Perplexité, complexité, vélocité

le 16/05/2011 par Christophe Thibaut
Tags: Product & Design

(Charles est un coach agile. Daniel est un développeur dans un projet agile. Un vendredi à 18h30, l’heure de la bière). Charles: Alors comment va votre projet ? Daniel: Hmm. Y a des hauts et des bas. Jusqu’ici on avait une courbe de vélocité en progrès, et puis là, soudain, le trou d’air. Le client nous refuse 4 scénarios sur les 7 prévus dans l’itération… C’est logique d’ailleurs, ses tests de recette ne passent pas. Charles: Qu’est-ce qui a changé ? Daniel: Difficile à dire. On n’a pas de problème majeur, plutôt des tas de petits soucis qui s’accumulent depuis des semaines.

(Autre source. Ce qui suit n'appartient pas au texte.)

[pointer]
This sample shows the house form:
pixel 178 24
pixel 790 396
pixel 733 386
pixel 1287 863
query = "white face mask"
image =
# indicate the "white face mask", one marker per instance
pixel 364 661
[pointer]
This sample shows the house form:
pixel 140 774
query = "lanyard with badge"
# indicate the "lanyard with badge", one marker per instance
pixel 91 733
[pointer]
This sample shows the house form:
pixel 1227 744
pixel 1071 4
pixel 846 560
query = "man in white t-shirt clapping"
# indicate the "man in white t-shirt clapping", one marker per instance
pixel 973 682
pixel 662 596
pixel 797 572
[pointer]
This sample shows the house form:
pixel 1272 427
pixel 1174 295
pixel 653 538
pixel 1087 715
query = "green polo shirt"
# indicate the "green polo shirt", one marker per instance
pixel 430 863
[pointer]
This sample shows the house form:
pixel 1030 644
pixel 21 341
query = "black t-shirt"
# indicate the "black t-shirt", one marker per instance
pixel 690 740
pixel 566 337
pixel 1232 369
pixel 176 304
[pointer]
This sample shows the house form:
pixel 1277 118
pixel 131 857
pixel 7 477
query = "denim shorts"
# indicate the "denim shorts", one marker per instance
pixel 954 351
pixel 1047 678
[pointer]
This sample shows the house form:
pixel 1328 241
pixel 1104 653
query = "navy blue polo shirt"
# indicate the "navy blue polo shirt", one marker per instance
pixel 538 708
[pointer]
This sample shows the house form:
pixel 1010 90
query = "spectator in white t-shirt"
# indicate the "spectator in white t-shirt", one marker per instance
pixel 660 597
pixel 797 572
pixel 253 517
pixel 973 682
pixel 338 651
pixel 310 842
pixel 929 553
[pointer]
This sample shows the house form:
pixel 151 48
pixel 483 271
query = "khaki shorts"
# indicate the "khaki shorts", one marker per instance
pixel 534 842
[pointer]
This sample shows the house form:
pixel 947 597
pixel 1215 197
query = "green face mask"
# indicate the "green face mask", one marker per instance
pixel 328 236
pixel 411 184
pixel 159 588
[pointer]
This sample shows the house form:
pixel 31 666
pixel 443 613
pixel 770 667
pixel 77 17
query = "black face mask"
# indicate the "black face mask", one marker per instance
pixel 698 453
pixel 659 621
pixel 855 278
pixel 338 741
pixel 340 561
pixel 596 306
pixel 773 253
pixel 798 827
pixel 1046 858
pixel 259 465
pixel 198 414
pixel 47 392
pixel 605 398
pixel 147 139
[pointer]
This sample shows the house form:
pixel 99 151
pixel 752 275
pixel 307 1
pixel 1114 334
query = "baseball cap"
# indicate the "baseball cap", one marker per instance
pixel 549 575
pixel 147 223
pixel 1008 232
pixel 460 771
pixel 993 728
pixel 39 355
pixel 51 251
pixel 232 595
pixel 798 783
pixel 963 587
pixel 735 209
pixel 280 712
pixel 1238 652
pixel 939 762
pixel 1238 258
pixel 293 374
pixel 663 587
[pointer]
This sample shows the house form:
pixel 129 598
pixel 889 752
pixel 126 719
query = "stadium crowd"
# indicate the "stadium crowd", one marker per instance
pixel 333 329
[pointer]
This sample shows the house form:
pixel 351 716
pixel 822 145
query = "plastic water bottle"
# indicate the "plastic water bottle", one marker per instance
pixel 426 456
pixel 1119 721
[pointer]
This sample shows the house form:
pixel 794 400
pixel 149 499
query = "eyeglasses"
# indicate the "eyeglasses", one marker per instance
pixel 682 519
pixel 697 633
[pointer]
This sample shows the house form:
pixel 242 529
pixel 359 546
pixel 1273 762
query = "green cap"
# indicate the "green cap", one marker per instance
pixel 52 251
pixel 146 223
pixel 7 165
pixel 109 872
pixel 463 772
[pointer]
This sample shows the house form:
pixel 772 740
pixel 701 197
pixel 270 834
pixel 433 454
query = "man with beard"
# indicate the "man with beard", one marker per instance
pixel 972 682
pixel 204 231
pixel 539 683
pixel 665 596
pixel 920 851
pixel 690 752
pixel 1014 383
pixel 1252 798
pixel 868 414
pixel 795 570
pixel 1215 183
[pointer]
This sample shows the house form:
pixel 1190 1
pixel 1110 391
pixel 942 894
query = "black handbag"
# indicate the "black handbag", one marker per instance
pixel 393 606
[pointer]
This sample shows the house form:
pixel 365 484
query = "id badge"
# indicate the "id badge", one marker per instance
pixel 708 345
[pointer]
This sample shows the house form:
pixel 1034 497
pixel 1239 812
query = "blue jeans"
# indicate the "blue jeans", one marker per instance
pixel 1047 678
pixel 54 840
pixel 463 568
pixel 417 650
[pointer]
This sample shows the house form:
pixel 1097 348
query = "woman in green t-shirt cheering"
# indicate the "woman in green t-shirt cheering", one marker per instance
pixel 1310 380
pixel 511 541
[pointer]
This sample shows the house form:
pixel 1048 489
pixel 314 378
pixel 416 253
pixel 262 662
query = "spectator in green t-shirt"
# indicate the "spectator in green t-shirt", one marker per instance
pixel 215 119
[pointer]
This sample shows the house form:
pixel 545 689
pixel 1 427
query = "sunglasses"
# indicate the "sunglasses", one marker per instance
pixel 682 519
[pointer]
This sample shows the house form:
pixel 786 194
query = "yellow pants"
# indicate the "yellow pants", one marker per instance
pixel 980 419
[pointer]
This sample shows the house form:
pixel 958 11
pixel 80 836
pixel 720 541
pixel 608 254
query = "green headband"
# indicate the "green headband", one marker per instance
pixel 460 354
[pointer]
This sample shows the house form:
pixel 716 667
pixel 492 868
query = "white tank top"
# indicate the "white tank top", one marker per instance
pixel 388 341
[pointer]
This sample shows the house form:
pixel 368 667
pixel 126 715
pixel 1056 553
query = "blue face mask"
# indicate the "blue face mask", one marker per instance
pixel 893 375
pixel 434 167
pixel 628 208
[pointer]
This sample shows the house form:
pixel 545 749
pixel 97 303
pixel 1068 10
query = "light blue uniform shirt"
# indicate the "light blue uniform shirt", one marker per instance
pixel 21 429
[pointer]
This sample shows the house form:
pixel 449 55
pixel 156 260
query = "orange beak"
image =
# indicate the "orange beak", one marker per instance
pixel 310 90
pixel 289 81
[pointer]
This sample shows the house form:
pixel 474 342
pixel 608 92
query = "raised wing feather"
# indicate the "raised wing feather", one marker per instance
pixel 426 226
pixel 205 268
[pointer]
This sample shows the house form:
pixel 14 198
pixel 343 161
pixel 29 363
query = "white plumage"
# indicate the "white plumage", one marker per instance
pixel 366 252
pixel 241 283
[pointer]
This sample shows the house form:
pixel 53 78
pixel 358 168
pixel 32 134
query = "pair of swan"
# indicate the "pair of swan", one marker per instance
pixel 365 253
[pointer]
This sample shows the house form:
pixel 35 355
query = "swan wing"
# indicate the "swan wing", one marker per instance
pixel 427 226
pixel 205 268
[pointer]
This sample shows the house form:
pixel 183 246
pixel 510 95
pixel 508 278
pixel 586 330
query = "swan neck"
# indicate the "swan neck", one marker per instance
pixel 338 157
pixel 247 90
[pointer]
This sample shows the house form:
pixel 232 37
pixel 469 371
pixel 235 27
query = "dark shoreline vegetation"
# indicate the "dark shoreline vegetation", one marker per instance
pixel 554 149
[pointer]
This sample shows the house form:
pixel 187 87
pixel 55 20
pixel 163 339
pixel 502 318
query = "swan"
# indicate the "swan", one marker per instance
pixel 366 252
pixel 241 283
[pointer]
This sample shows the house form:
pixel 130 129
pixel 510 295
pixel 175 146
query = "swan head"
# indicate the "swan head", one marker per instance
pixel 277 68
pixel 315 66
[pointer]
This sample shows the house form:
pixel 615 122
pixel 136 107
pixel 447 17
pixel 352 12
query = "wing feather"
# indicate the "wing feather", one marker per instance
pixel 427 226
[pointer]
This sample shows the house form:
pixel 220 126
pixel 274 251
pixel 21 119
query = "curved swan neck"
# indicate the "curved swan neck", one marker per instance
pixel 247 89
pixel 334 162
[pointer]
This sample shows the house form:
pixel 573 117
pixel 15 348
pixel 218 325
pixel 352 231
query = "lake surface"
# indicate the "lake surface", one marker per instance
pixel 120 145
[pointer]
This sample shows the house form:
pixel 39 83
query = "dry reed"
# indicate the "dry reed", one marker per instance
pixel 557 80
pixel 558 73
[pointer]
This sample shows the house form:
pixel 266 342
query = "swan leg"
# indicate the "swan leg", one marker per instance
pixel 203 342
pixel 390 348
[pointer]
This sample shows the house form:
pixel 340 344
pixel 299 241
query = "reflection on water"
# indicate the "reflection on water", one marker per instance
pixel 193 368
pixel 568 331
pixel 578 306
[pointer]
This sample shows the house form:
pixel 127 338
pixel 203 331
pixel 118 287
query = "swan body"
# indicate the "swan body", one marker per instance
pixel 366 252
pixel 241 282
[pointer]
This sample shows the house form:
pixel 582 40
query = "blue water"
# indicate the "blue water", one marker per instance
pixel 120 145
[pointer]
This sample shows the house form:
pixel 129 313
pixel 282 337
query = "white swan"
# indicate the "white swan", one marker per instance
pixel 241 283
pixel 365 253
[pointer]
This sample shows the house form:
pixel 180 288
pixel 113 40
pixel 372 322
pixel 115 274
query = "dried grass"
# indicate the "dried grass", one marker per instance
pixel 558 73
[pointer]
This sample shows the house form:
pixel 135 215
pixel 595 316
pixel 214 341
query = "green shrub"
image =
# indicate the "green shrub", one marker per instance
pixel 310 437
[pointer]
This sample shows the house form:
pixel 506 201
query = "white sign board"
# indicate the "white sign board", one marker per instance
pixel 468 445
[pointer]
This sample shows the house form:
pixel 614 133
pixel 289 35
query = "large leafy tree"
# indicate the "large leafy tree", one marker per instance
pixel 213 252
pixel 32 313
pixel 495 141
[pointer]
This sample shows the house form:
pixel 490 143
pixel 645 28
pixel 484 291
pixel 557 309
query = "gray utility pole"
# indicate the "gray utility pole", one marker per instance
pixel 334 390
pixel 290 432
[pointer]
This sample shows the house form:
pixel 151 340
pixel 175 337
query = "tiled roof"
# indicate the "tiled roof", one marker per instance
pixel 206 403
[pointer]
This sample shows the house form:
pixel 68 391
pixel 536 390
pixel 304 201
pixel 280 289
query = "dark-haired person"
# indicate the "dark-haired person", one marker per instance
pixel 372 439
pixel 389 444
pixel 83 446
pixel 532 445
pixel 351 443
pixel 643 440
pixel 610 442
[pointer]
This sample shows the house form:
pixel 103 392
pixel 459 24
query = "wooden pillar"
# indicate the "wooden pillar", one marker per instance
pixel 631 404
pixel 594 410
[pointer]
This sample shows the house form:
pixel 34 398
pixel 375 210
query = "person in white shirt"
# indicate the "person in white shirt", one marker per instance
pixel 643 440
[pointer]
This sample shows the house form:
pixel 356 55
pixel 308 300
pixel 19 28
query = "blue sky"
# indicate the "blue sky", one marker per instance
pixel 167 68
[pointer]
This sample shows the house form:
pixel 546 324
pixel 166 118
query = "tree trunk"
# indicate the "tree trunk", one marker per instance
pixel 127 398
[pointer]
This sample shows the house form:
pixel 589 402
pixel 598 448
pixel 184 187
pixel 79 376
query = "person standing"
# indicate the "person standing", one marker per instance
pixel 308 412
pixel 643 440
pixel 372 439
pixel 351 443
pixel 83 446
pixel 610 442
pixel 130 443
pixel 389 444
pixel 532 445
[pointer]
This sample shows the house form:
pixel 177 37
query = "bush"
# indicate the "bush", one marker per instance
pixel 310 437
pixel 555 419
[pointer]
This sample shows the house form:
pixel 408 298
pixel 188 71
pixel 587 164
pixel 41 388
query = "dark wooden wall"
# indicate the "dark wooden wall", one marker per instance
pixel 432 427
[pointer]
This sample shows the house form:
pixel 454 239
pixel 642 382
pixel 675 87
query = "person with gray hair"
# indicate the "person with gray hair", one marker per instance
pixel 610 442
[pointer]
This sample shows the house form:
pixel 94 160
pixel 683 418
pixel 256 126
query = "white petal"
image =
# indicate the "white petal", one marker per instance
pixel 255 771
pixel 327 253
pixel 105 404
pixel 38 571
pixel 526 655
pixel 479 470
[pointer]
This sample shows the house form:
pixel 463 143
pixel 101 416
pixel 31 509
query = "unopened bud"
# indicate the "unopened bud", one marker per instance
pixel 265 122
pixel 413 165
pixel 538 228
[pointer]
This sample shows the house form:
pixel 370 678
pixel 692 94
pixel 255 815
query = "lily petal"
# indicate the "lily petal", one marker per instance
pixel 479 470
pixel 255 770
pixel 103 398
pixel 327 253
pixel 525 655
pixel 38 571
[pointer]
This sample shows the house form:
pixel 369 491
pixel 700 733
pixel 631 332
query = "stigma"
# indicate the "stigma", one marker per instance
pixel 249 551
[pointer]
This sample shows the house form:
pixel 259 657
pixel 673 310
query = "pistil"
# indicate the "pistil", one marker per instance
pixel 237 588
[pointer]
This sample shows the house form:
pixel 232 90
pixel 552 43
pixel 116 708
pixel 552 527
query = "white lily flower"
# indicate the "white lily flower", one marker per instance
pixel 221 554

Du coup le manager nous revoit lundi pour mieux comprendre ce qui se passe. Il nous a dit “votre courbe de vélocité, je n’y crois pas”. Charles: Il a raison. Daniel: Bah voilà. Merci pour l’encouragement. A la tienne. Charles: Tchin! Tu me dis que la courbe de vélocité progresse et aussi que vous avez des tas de petits soucis qui s’accumulent depuis des semaines. Qu’est-ce que vous mesurez sous le terme “vélocité” ? Daniel: Simple: c’est la somme des points des scénarios utilisateurs terminés par l’équipe à la fin de chaque itération. Charles: Et ces points, comment vous les attribuez ? Daniel: Je ne t’apprends rien: on fait un planning poker en début d’itération. Charles: Comment ça se passe en ce moment le planning poker ? Daniel: Eh bien.. Gérald, tu sais, celui qui est arrivé le mois dernier, n’estime pas comme nous. Par exemple il vote 5 sur un scénario , en nous expliquant : “Il y a deux contrôles et une validation en base, c’est grosso modo la même complexité que l’écran xyz, qui était estimé aussi à 5”. Alors que pour réaliser ce scénario, on doit monter de version le framework LycwXml 2.3, et c’est coton, vu l’état du code existant, En plus, en l’absence de Jean-Mi, c’est Gérald, qui débute, qui va faire. C’est plutôt un scénario a 25 points en fait. Charles: Je vois. Comment ca c’est terminé ? Daniel: Le scrum master a fini par trancher: “Allez, disons 21. Comme ça, ça vous fera une bonne vélocité.” Charles: Oups!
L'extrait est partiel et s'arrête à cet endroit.